What is AWS Glue

AWS Glue is a serverless integration service that provides a simple, faster, and cheaper approach to discovering, preparing, and integrating data for modern ETL(Extract, Transform & Load) pipelines. Hence, data can be Extracted from the source, Transformed the way it is required, and Loaded into the data warehouse. It has a GUI to create pipelines.

AWS Glue consolidates all the data integration capabilities into a single service. These include Data cleaning, transforming, central cataloging, etc. Also, it does not require infrastructure management to run ETL jobs. It provides a visual interface where we can simply define your ETL logic. It is flexible enough to provide various kinds of workloads like ETL, ELT, and stream processing. It has integration interfaces and job-authoring tools which make it easy for all kinds of users from developers to data analysts. 

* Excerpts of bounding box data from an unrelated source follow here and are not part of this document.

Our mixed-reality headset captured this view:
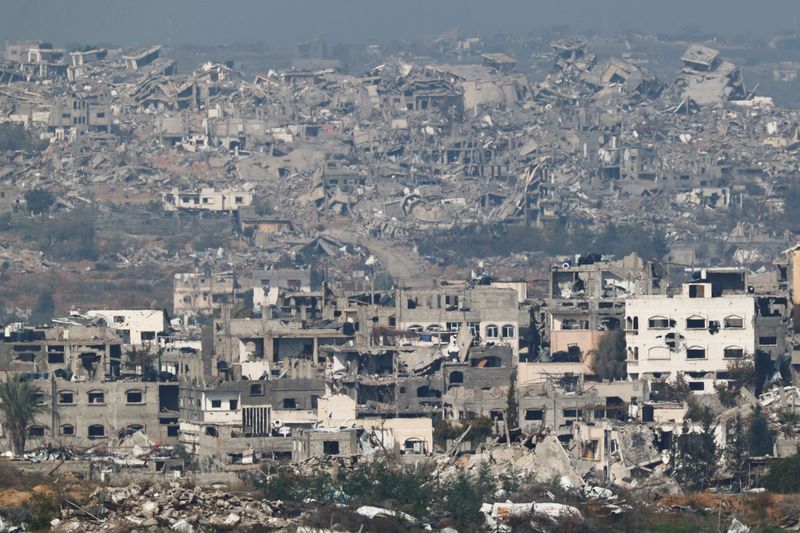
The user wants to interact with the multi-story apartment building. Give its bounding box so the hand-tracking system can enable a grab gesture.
[396,282,530,358]
[625,270,757,393]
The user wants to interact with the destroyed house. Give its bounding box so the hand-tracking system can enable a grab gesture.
[481,53,517,73]
[0,322,124,381]
[13,376,179,452]
[48,95,113,132]
[625,268,757,394]
[518,375,649,439]
[162,187,253,213]
[209,316,355,377]
[442,346,514,420]
[180,378,325,463]
[681,44,719,72]
[172,272,245,315]
[86,309,169,346]
[122,46,161,70]
[69,48,108,67]
[544,253,666,371]
[378,78,462,116]
[389,283,529,357]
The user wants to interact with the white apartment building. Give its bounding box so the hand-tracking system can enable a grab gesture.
[162,187,253,212]
[625,282,756,393]
[86,309,169,346]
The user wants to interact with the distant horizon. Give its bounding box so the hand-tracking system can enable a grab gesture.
[0,0,800,48]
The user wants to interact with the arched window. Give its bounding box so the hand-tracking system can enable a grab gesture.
[125,389,144,404]
[647,316,669,329]
[647,346,669,360]
[723,315,744,329]
[723,346,744,359]
[58,391,75,405]
[417,385,442,398]
[686,315,706,329]
[686,346,706,359]
[87,390,106,405]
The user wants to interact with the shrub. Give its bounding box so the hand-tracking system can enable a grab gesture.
[761,455,800,493]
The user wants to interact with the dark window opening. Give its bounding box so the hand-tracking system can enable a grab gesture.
[725,346,744,359]
[686,317,706,329]
[689,285,706,298]
[58,392,75,405]
[525,409,544,420]
[89,391,106,404]
[322,440,339,455]
[125,391,144,403]
[283,398,297,409]
[686,348,706,359]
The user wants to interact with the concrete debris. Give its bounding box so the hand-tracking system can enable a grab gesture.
[53,483,293,533]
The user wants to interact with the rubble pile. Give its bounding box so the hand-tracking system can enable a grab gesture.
[53,483,292,533]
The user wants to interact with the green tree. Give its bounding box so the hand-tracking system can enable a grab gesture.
[0,122,47,152]
[0,376,43,455]
[442,463,495,531]
[25,189,56,215]
[725,414,750,488]
[747,407,775,457]
[592,329,628,380]
[761,455,800,493]
[506,367,519,429]
[669,407,720,490]
[30,289,56,324]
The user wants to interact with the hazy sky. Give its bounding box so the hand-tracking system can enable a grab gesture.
[0,0,800,46]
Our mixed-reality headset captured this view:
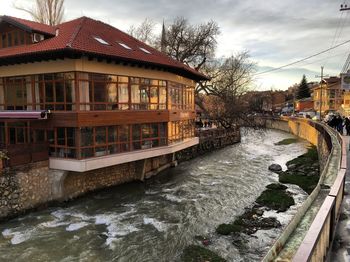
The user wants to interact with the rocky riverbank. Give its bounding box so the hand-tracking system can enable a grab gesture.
[182,139,320,261]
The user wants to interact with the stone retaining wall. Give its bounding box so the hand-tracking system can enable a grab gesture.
[0,129,240,220]
[176,129,241,162]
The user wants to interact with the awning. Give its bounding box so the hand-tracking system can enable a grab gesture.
[0,110,50,119]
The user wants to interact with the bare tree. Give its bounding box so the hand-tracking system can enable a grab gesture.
[14,0,64,26]
[127,18,156,46]
[196,52,256,128]
[165,17,220,69]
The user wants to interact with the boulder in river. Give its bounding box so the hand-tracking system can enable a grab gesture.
[269,164,282,172]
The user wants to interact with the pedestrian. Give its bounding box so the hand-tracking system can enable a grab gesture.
[344,117,350,136]
[336,115,344,134]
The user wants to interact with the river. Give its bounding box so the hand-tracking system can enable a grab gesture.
[0,130,307,262]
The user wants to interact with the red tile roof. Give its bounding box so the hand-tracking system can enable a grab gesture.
[0,17,207,80]
[0,15,55,35]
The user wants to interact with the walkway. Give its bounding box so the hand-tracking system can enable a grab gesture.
[330,136,350,262]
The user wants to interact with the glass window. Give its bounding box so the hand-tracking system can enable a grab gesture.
[107,83,117,103]
[19,31,25,45]
[7,33,12,47]
[119,125,129,142]
[159,123,166,137]
[47,130,55,145]
[140,86,149,104]
[80,127,94,146]
[94,82,107,102]
[1,34,7,48]
[67,127,75,147]
[150,86,158,109]
[141,124,151,139]
[132,125,141,140]
[13,31,19,46]
[55,82,64,103]
[95,127,106,145]
[131,85,140,104]
[0,123,6,145]
[118,84,129,109]
[45,82,54,103]
[151,124,158,137]
[32,130,45,143]
[108,126,118,143]
[57,127,66,146]
[118,76,129,83]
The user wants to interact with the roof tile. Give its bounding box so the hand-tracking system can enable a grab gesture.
[0,17,207,79]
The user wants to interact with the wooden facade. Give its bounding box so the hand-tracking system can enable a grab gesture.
[0,17,205,169]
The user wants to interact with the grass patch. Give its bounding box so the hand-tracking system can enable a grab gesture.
[266,183,288,190]
[256,189,295,212]
[275,138,298,146]
[216,223,242,236]
[279,173,320,194]
[279,146,320,194]
[287,145,318,166]
[181,245,226,262]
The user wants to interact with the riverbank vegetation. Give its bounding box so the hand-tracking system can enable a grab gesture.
[275,138,298,146]
[181,245,226,262]
[278,146,320,194]
[216,184,295,235]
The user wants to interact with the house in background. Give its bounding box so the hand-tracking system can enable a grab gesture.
[295,97,314,112]
[0,16,206,172]
[312,76,343,114]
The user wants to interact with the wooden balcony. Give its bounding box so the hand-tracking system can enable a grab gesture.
[0,142,49,167]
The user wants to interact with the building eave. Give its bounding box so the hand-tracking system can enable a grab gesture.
[0,47,209,82]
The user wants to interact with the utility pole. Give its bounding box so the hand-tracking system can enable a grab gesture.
[339,5,350,11]
[315,66,328,121]
[320,66,323,122]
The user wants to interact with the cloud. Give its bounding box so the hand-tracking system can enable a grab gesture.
[1,0,350,88]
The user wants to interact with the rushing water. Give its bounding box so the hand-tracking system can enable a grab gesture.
[0,131,306,262]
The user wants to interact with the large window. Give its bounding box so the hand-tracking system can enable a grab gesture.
[168,82,194,110]
[0,77,33,110]
[47,127,77,158]
[34,73,75,111]
[47,123,167,159]
[168,120,195,144]
[78,73,129,110]
[0,71,194,111]
[0,30,30,48]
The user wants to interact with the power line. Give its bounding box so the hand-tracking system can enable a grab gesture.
[253,37,350,76]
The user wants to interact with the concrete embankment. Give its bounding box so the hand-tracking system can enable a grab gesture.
[264,118,341,261]
[0,129,240,220]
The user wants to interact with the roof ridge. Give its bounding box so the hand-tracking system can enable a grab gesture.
[66,16,86,48]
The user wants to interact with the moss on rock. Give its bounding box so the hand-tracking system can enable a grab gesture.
[275,138,298,146]
[279,146,320,194]
[181,245,226,262]
[256,185,295,212]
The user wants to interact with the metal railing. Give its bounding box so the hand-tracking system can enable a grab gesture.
[293,126,348,262]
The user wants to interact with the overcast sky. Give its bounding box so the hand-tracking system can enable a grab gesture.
[0,0,350,89]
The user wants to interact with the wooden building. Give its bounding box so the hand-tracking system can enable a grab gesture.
[312,76,343,115]
[0,16,206,172]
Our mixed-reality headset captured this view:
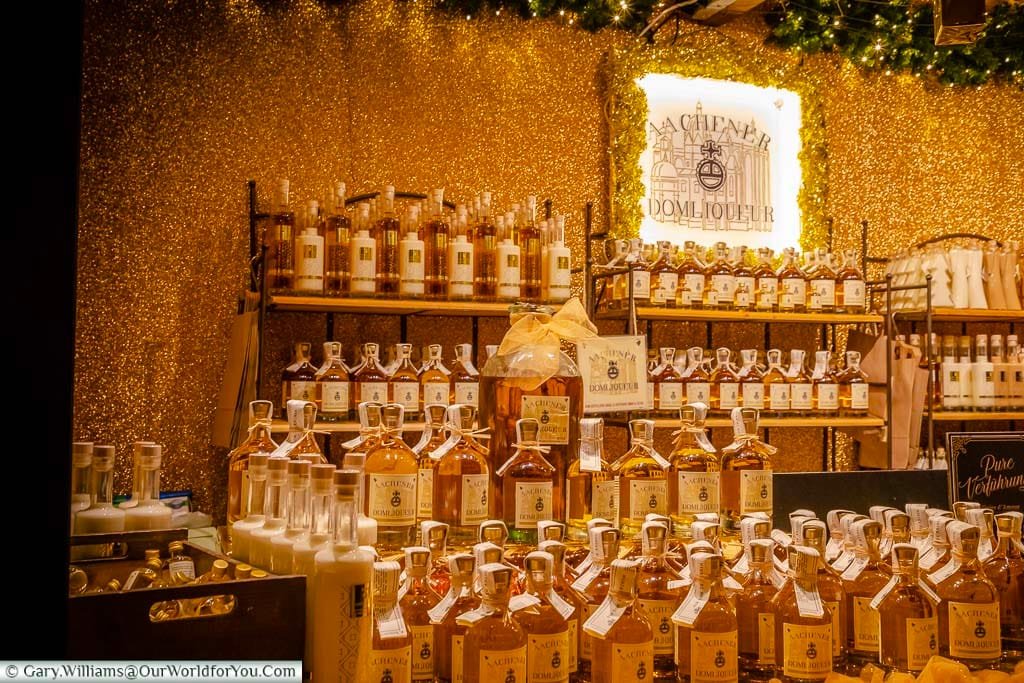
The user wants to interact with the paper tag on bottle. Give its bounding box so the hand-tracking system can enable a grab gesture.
[793,582,825,616]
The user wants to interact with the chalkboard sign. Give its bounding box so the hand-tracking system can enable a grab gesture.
[946,432,1024,514]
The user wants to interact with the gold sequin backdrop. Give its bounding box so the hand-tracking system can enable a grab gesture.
[75,0,1024,515]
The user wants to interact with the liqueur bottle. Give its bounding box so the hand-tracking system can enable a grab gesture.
[722,408,777,532]
[365,403,419,551]
[672,554,739,683]
[668,403,721,541]
[565,418,618,542]
[584,560,654,683]
[457,563,527,683]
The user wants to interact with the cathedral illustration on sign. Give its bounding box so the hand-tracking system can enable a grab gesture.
[648,101,772,231]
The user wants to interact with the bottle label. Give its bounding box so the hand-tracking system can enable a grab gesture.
[853,596,879,653]
[758,612,775,666]
[718,382,739,411]
[479,645,526,683]
[948,602,1000,659]
[459,474,490,525]
[409,624,434,681]
[739,470,772,515]
[817,383,839,411]
[689,631,739,683]
[590,479,618,519]
[629,479,669,523]
[850,383,867,411]
[423,382,449,405]
[321,382,348,413]
[391,382,420,415]
[602,640,654,683]
[289,380,316,400]
[782,624,831,680]
[768,383,790,411]
[686,382,711,403]
[367,645,412,683]
[677,472,719,515]
[790,382,814,411]
[657,382,683,411]
[528,630,570,683]
[356,382,387,403]
[368,474,418,526]
[455,382,480,407]
[842,280,865,308]
[515,481,552,528]
[741,382,765,410]
[416,467,434,519]
[519,396,569,443]
[640,598,676,654]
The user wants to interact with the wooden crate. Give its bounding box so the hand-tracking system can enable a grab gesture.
[68,529,306,659]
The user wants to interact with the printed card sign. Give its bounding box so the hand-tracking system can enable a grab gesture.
[637,74,802,249]
[946,432,1024,514]
[577,337,647,413]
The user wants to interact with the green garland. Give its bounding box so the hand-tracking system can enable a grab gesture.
[436,0,1024,87]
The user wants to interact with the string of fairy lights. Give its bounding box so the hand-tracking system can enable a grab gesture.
[436,0,1024,88]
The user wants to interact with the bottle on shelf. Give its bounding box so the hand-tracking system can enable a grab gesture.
[565,418,618,542]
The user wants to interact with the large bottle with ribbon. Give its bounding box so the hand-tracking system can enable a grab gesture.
[480,297,597,521]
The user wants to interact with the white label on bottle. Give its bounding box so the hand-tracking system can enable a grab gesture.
[850,383,867,411]
[741,382,765,410]
[455,382,480,407]
[368,474,417,526]
[416,471,434,519]
[677,472,719,515]
[355,382,387,403]
[590,479,618,519]
[817,382,839,411]
[515,481,552,528]
[628,479,669,523]
[321,382,348,413]
[657,382,683,411]
[289,380,316,400]
[459,474,489,524]
[686,382,711,403]
[768,382,790,411]
[739,470,772,515]
[842,280,865,308]
[391,382,420,415]
[423,382,449,405]
[718,382,739,411]
[790,382,814,411]
[519,396,569,443]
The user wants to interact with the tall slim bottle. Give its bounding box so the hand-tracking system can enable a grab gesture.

AWS Glue Studio is a graphical user interface in which we can create, run, and monitor data integration workflows. We can seamlessly compose the workflow which runs on a Spark-based Serverless Engine in AWS Glue.  

AWS Glue

How AWS Glue ETL Works

  • AWS Glue is an ETL tool to orchestrate your ETL pipeline to build a data warehouse, and data lake and generate output streams. 
  • AWS Glue calls an API to run your job, create run-time logs, store your job logic, and notify for job monitoring. The AWS Glue console connects these services so that you can focus only on writing ETLs. 
  • AWS Glue takes care of provisioning resources that are required to run the ETL job.
  • With AWS Glue, you create a table definition and data definitions from the Data Catalog. A job contains your transformation logic, and triggers are used to schedule the job. We just need to tell Glue what our input source and output targets are. Glue generates the code required to transform your data from source to target. 
  • While configuring the ETL job in Glue, you only need to provide input source and output data targets. We also provide the IAM role, VPC ID, Subnet ID, and security groups needed to access the source and data targets. 
  • Glue creates an Elastic Network Interface in the given subnet using private IP addresses. Calls made to Glue libraries can proxy traffic to Glue APIs, and we can enable AWS Cloudtrail and deliver all audit logs to it for audit purposes.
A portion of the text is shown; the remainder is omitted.